I put my 166esr drivers into this 167 BR enclosure. I figured that a little series resistance would bring up the qts of the 166esr enough to work in this BR. My intention was to use this BR only temporarily to break in the drivers while I was building a more permanent enclosure. I'm glad I did this because I learned a few important things.
First, here are my biasis. I'm a total newbie. I've listened to a pair of Ohm F speakers for almost 30 years. These speakers use a single Walsh driver that radiates the sound 360 degrees. It has its problems, but it has a very open sound. Recently one of my speakers died. Since I don't have $4,000 to spend on a new set, I decided to try the DIY route. But, I'm not sure that a conventional driver can duplicate this sound. Anyway, here's what I learned about the 166esr in a 167 BR cabinet.
1) This cabinet has a very small sound. Although I have a large listening room, I doubt that this BR would even work in a small room. The 166esr was designed for a BH, so I'm guesing (hoping!) that it will work better in a BH.
2) There may be a problem with cone excursion in this BR. I don't have any way to measure the cone excursion, but it sure looks like more than 0.6 mm when the volume is turned up.
3) It is possible to dramatically alter the sound quality of the driver with passive EQ. When I first listened to this speaker, it was very shrill.
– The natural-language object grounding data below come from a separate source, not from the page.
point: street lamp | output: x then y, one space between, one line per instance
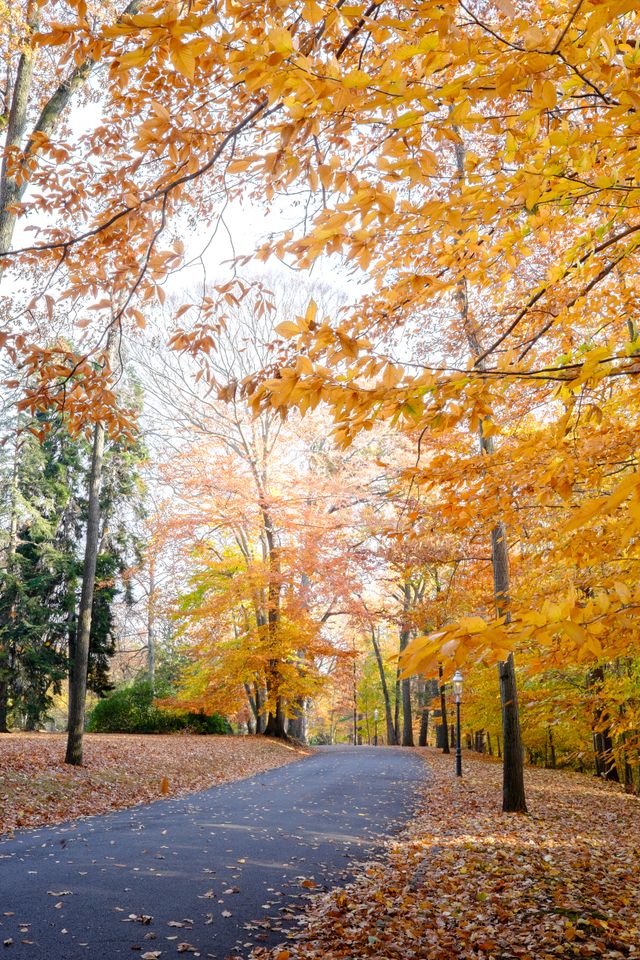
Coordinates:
457 695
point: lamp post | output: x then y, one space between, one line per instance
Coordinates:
457 695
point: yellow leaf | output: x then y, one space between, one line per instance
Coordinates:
288 329
281 40
183 59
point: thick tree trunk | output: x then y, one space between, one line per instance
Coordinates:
298 722
513 795
78 677
443 712
276 726
391 734
261 718
512 776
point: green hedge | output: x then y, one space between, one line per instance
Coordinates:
131 709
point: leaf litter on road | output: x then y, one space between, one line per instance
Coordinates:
120 771
466 881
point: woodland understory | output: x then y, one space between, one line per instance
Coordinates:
319 388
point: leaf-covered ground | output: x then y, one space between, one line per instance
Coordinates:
467 881
120 770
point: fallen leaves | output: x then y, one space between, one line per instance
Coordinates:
467 881
121 770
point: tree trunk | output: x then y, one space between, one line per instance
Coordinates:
298 722
261 718
151 625
13 188
512 776
424 727
605 761
391 736
276 722
513 795
443 712
4 706
78 677
8 651
407 717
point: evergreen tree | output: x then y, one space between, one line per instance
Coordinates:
45 484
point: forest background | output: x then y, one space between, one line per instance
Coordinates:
274 484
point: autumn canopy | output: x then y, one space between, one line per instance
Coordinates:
399 417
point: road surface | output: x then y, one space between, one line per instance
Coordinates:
221 870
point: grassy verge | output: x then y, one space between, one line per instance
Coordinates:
467 881
121 770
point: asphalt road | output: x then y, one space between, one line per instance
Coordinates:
222 870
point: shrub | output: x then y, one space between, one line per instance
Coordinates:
131 709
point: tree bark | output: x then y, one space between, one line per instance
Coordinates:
78 677
513 795
151 625
443 712
424 727
391 734
12 189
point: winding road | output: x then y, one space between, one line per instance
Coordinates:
211 874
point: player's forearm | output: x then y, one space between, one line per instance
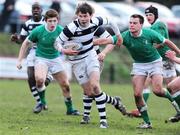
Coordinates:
23 50
172 46
108 49
177 60
114 27
102 41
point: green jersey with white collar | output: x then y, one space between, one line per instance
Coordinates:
161 28
142 47
45 41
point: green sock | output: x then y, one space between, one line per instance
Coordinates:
146 94
68 103
42 96
176 97
144 114
168 95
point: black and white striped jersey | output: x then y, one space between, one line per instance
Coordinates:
30 25
85 36
100 33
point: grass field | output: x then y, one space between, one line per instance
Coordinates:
16 117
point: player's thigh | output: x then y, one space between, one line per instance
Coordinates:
80 72
174 85
157 82
61 78
41 69
138 84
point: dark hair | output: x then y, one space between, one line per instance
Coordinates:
152 10
141 18
50 14
84 8
36 5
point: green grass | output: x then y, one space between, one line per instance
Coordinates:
16 117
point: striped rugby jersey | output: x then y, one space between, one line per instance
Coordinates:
81 35
30 25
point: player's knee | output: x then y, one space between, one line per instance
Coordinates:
158 93
137 94
39 81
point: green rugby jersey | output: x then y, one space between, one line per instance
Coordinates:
45 41
142 47
161 28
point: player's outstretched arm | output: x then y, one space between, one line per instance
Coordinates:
172 46
22 52
117 40
17 38
172 56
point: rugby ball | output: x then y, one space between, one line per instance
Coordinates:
72 45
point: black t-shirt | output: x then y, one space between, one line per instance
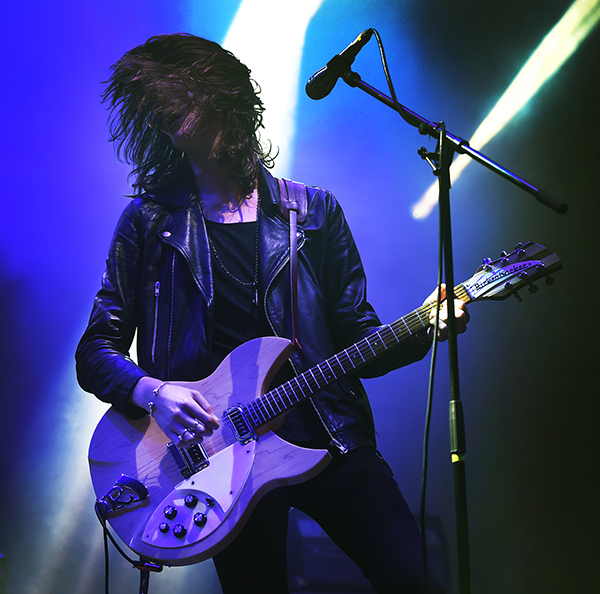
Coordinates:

So shrill that I couldn't even stand to be in the same room when it was playing. Even after 100 hours this speaker was still shrill. Well, it turned out that my old Hafler DH-200 amp was the problem. After reading Nelson Pass' article on passive EQ (Thanks Nelson!), I started fiddling around with passive ressitance and found that I could make this speaker much more enjoyable. It still had a small sound, though.
4) The highs fall off dramatically with distance. After passive EQ, the highs were shrill at a distance of 4 feet. At 8 feet, they were just right. At 15 feet they were almost gone! This worries me a bit because the highs of my old Ohm Fs still sounded good at a distance of 30 feet.
Well, I hope I haven't discouraged you from building these cabinets!

Sincerely,
Rich Raymond
 
Re: Re: FE167E cabinet?????

rray786 said:
I put my 166esr drivers into this 167 BR enclosure. ....
Sincerely,
Rich Raymond

Rich, thanks you very much for the reply - that was exactly what I was looking for and had a feeling that FE166ES-R driver and FE167E cabinet might clash. Yes you have put me offf - but only with this combination at some other time I'll try FE167E in the BR cabinet as a matching pair.

Did you see my previous post about retuning cabinet - do you think it'd make any difference?

I was tooled up for the full BLH anyway but in a moment of boredom got distracted .. must try and remain focused on the here and now?